Refactor FIPS & unify CLI actions #275

adamjanovsky · 2022-10-25T13:26:51Z

High-level plan

1. Unify CLIs into a single CLI (FIPS: Unify CLI actions with CC #212)
2. Migrate tests to pytest, separate download tests from others, refactor test structure (split into cc/fips/others)
- Tests: Make resources locally accessible #76, Refactor CC tests #79
3. Refactor FIPS code
4. Misc: update docs, docker, readme, ...

Tests

Add tests that check working pandas serialization
Allow for default paths of CPEDataset and CVEDataset
- ~~Or forbid it and demand explicit paths (that will not get serialized omg). Either way, act consistently.~~
Get rid of class design in the favour of fiixtures
Refactor module design
Test maintenance updates
Select more appropriate names for the methods
Migrate to pytest
Divide logic of tests into download / rest.
Allow download test to fail on unreliable resources, ~~test download on resources that we trust (e.g. our server)~~
- ~~Forbid download on non-download test by auto-use fixture that raises exception on requests.get / requests.post~~

FIPS

Processing steps progress:

Random notes to do there:

Refactor FIPS to hold auxilary datasets in the designated class
Implement new folder structure
Rewrite redo -> fresh, implement reatempting computations on failed samples
Introduce InternalState both to FIPSCertificate and to FIPSDataset

Done outside of the processing steps:

Delete plot graph methods
~~[ ] Add examples of plot graph into FIPS reference notebook~~
Verify intermediate results on small-scale dataset before proceeding further
~~Verify if FIPS webpages are loading on scroll (historical modules). If yes, figure out how to force full load with BeautifulSoup~~
- This was not confirmed by manual analysis.
Implement copying of FIPSDataset contents
Unify CLIs, closes FIPS: Unify CLI actions with CC #212
FIPSAlgorithmDataset should reside in own json in auxillary datasets

It is unclear what things like clean_cert_ids, or algorithms in the various certicate subobjects (PdfData and WebData) are, are they processed or raw, what sort of cleaning was done and what method needs to be called to do it? Specifically this cleaning that is done on FIPS certs is split between the dataset class and the certificate class in a nasty way, this should be unified and moved, maybe even to a separate class similar to how CC certificate ID canonicalization is separate.

Address the above

Incomplete: See parse_html_main, the logic there just is not good.

Address the above

Misc

Refactor CC to hold auxilary datasets in the designated class
Update docs
Update Docker image
Restrict usage of fresh on places where it does not makes sense
Update project readme
Revisit all TODOs (internal check)
Unify logging messages.
Update code documentation
PyUpgrade and flake plugin into linting pipeline

Sanity check

Perform full FIPS run
Perform full CC run
Run all notebooks

Still part of refactoring, but to-be-addressed by separate PRs

Move content from examples to notebooks/examples
Rename CommonCriteria files -> cc #287
Resolve dependabot issues https://github.com/crocs-muni/sec-certs/security/dependabot
Across tool, unify from __future__ import annotations
Test GH action yields some warnings about usage of deprecated functions, fix.
Improve build system #231
Release

J08nY · 2022-10-25T15:37:43Z

I applaud this effort! When I get more time hopefully I can help as well.
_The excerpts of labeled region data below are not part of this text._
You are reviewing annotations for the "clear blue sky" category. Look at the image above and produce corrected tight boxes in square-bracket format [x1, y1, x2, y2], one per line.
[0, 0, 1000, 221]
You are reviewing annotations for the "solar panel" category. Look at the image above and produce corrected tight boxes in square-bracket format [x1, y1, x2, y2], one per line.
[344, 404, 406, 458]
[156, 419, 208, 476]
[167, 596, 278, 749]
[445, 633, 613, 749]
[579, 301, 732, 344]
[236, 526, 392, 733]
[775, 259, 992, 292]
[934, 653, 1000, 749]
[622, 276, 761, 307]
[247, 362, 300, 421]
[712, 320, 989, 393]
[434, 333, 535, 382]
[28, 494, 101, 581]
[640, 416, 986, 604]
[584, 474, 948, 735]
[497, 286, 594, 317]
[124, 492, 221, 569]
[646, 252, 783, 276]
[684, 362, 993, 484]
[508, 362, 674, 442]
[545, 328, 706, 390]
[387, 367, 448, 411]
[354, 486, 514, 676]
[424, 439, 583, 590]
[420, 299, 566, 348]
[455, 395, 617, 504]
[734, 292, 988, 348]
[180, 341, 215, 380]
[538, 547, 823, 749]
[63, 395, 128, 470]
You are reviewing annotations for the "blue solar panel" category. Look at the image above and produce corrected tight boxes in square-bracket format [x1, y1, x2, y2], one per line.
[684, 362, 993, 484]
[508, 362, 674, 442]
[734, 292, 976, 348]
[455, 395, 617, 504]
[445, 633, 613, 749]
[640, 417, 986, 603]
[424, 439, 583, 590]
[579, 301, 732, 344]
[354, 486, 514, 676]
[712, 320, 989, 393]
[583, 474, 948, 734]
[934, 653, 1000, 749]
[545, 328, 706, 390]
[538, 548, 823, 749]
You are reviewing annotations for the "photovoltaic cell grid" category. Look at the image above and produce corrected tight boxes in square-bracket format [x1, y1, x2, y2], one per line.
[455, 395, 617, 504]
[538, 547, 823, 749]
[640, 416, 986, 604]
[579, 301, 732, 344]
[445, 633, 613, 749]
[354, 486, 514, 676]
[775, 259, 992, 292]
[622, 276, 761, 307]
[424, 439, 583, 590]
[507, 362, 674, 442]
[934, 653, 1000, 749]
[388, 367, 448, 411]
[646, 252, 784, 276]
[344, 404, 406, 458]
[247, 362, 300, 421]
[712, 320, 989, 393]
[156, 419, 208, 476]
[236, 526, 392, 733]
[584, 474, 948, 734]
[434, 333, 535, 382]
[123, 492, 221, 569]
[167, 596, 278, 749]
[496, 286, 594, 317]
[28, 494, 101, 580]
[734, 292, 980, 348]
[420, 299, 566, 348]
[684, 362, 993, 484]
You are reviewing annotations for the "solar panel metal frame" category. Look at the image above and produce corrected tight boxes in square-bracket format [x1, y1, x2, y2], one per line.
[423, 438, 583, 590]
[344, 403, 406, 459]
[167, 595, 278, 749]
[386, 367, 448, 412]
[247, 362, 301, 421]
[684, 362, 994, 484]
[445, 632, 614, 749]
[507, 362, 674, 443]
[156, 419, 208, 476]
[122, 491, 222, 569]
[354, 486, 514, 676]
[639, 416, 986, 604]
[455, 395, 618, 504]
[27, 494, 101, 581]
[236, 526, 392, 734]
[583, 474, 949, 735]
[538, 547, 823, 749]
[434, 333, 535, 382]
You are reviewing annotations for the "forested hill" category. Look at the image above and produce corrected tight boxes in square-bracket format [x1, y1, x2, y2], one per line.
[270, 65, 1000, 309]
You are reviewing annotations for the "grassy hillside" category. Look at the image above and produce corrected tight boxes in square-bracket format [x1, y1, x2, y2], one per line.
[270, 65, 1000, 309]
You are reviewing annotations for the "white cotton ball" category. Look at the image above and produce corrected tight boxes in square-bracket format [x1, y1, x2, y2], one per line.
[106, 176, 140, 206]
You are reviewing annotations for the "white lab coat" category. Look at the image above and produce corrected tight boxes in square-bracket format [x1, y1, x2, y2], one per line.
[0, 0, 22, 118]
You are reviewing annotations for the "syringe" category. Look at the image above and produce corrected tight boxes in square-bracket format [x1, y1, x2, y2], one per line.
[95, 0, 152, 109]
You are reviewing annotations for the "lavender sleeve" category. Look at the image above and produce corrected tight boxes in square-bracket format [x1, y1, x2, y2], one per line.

In the meantime, let me add a few pointers/issues I hit when working with the FIPS code:

The attributes of the certificate that are extracted and processed are unclear and incomplete.
- It is unclear what things like clean_cert_ids, or algorithms in the various certicate subobjects (PdfData and WebData) are, are they processed or raw, what sort of cleaning was done and what method needs to be called to do it? Specifically this cleaning that is done on FIPS certs is split between the dataset class and the certificate class in a nasty way, this should be unified and moved, maybe even to a separate class similar to how CC certificate ID canonicalization is separate.
- Incomplete: See parse_html_main, the logic there just is not good.
Data from the FIPS algorithm dataset is not utilized and mined fully. We can follow the links to the algorithm page and get more data that will help us.

adamjanovsky · 2022-10-26T07:10:45Z

* Data from the FIPS algorithm dataset is not utilized and mined fully. We can follow the links to the algorithm page and get more data that will help us.

Thanks for the input. This I'll probably leave for future work, this PR is going to be giant anyway. Could you please create a separate issue to address this?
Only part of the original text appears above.